After ascending and descending, any visitor with enough adrenaline remaining can continue adventuring below La Perouse. Because of the purity of the sea, diving and underwater gawking are excellent throughout the archipelago and especially phenomenal around the lava islands. A few feet under the surface the water is effervescent as champagne because of the action of the surf against the lava cliffs. At La Perouse there are underwater caves, some eaten entirely through the base of the island. Suspended against the inward pull of these dark siphons, a diver moves among fluttering, curious schools of tang, parrot, butterfly and goat fish, so brilliantly colored as to make birds appear drab in comparison. Evil-looking green-and-black-ringed eels writhe through the coral. Tame, stately rays flap slowly by like flights of soaring eagles.
There are other, less benign, beasts. The waters of the archipelago are full of sharks, particularly just off the lava cliffs. Predators wait in these depths to scavenge young birds that fall from the rocks or, for that matter, wait for anything edible.
Necker is a larger island than La Perouse's pinnacle but similar in that its lava walls make for difficult landings. Dave Olsen is a large (6'4", 220 pounds), athletic man, not too long past his days as a college football lineman. He is also a strong swimmer, proficient enough to have competed for the U.S. in international skin diving meets. In the process of trying to get a field party onto Necker, Olsen volunteered to dive from the rubber landing raft being used to transport gear and the less aquatic members of the party ashore. "I saw the tiger sharks when I was about halfway to the rocks," he said later. "There are a lot of theories about what to do—stay quiet, get away quick, pray, cry. There is a lot of chicken in me. I always try to run. It seemed that just my flippers were on water, I was trying to get out of there so fast. When I got to the rocks, there were more sharks. I grabbed at the cliff but missed it and fell back in. Now there were dozens of sharks below, above, circling me. On the next try I must have set a world's record for a high jump from a water takeoff."

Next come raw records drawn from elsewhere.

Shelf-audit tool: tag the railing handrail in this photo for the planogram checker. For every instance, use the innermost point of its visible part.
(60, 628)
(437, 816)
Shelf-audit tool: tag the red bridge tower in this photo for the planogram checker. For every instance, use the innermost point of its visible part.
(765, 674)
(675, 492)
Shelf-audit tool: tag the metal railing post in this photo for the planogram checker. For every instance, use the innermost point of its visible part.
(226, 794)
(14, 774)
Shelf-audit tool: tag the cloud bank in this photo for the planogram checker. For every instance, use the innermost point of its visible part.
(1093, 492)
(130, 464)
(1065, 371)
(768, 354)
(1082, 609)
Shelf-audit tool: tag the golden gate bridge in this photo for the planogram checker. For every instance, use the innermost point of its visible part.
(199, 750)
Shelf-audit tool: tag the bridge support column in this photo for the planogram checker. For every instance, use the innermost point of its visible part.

With the panting Olsen out of reach, the shark pack, now numbering some 60 fish, swerved toward the raft in an investigatory fashion. "Olsen is too big," somebody said. "They want us to throw them a smaller one."
Though the Northwestern Hawaiian Islands have been a federal sanctuary throughout most of this century, the Bureau of Sport Fisheries and Wildlife was unable until 1964 to assign a full-time manager. That was when Gene Kridler moved to Hawaii and took on the assignment. Now Kridler knows the stretch of reef and water better than any other man. He is unabashedly enamored with the place and his work in it.
"It bothers me a lot that Dave and I and a few others are the only ones who can know any of this," he says, speaking of the mint-green terns and schools of flaming fish, the incredible wildlife light-and-sound show on East Island, the immaculate coral sands and more. "After all, this is public land, it belongs to every American, but what are we going to do? If we are going to keep it as it is, general public use cannot be permitted."